Хотел было Василий Петрович спросить друга: «Как, дескать, вы, Сава Михайлыч, об этом понимаете, что я этих денег не взял?» Но друг Сава Михайлыч поспешил схватить с земли свою корзину с таким видом, как будто [бы] очень боялся, чтобы с ним не заговорили. Повел плечами Маров и тоже поднял свою корзину.
Переходя мостик через деповскую канаву, он услышал за собой торопливые шаги, оглянулся и увидел Хлебопчука, который догонял его. «Ну, - подумал он с радостью, вот и конец, слава богу! [бежит, мудреный, натешился своей молчанкой, натиранился надо мной!..]»
– Что, Сава Михайлыч? - весело спросил он, опуская тяжелую корзину на землю.
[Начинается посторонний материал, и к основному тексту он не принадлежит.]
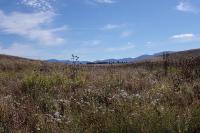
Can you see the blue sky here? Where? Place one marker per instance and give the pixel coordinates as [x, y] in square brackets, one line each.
[97, 29]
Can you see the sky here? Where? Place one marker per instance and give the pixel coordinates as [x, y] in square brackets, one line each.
[97, 29]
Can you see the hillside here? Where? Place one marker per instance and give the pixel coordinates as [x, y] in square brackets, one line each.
[45, 97]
Хлебопчук остановился шагах в пяти от него и, блуждая глазами, спросил с [превеликим] усилием, точно выжимал из себя мучительный вопрос:
– Рапорт подадите?..
Он еще хотел что-то спросить, по-видимому, у него болезненно шевелились бледные губы и глаза стали до черноты темными от какой-то мысли, отказывавшейся высказаться; но не спросил ничего и только пытливо уставился своим черным взглядом в глаза Марова.
– Подам, конечно, - ответил Василий Петрович, неприятно разочарованный в своих ожиданиях. - Вы сами знаете, что я обязан подать начальнику рапорт об остановке в пути… А что?
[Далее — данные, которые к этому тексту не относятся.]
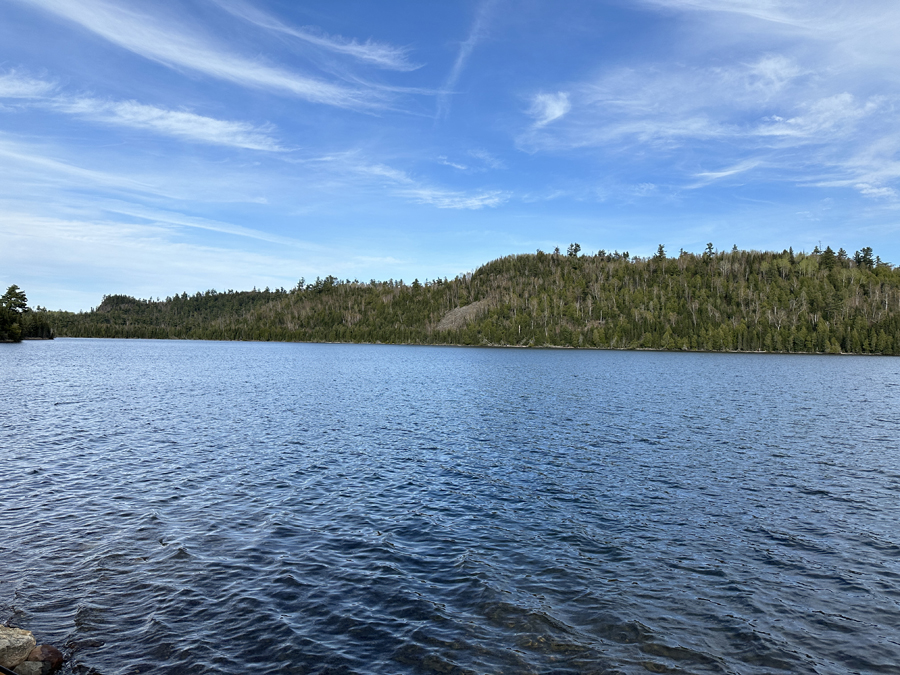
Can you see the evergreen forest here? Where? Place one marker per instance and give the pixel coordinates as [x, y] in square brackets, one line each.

– Так… Ничего, - сказал неопределенно Хлебопчук, поворачиваясь в свою сторону.
И они разошлись, направившись каждый в свою сторону, разошлись не до завтра, как бы следовало по наряду паровозных бригад, а навсегда. С этого дня нога Савы уже не вступала на дорогую его сердцу стлань паровоза серии «Я», номер сороковой!.. Он взял бюллетень, чувствуя себя серьезно больным: плечо было разбито, шея не поворачивалась, а на душе было так тяжело, что и на свет божий глядеть не хотелось.
[10.] 9
Василий Петрович, позавтракав «с приварочком», не так как в дороге, где все одна сухомятка, хорошо выспался и спросил у Петюшки лист бумаги, перо новое, чтобы составить черновичок рапорта. Письменная работа была для него тяжелее самой тяжелой туры, при снеговых заносах, в бурю, в сильный ветер; он сидел за столом целый вечер. Составивши черновик, он аккуратно отрезал от бланка маршрута узкую и длинную полосу, с печатным заголовком «Донесение машиниста» и принялся переписывать свой рапорт набело.